Monday, October 20, 2014

The Battle of Assandun

Edmund Ironside meets King Canute (Matthew Paris)
Fifty years before the Norman Invasion changed the culture of Britain, the island (or parts of it) changed hands, from the English to the Danes. The Battle of Assandun, on 18 October 1016, was the last phase of the Danes' attempt to re-take Britain.

It was a signifiant enough event that accounts made it into several chronicles. The Anglo-Saxon Chronicle goes into great detail:
A.D. 1016.  This year came King Knute with a marine force of one hundred and sixty ships, and Alderman Edric with him, over the Thames into Mercia at Cricklade; whence they proceeded to Warwickshire, during the middle of the winter, and plundered therein, and burned, and slew all they met.
Edmund Ironside was king; his son, Edmund Ætheling, tried to gather an army, but not everyone answered the call.
Then began Edmund the etheling to gather an army, which, when it was collected, could avail him nothing, unless the king were there and they had the assistance of the citizens of London.  The expedition therefore was frustrated, and each man betook himself home.
Eventually an army was assembled, but ultimately Cnut won.
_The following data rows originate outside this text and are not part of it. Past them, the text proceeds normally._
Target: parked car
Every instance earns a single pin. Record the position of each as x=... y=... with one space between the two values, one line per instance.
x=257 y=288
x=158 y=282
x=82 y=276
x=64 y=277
Edmund Ironside was forced to sign a treaty agreeing that Cnut would control all of England except Wessex, and that whichever died first would cede all his territory to the other, the survivor's son becoming the heir to all England.

Mere weeks after signing the treaty, Edmund Ironside died on 30 November 1016. Cnut became king of all England, which he ruled for the following 20 years.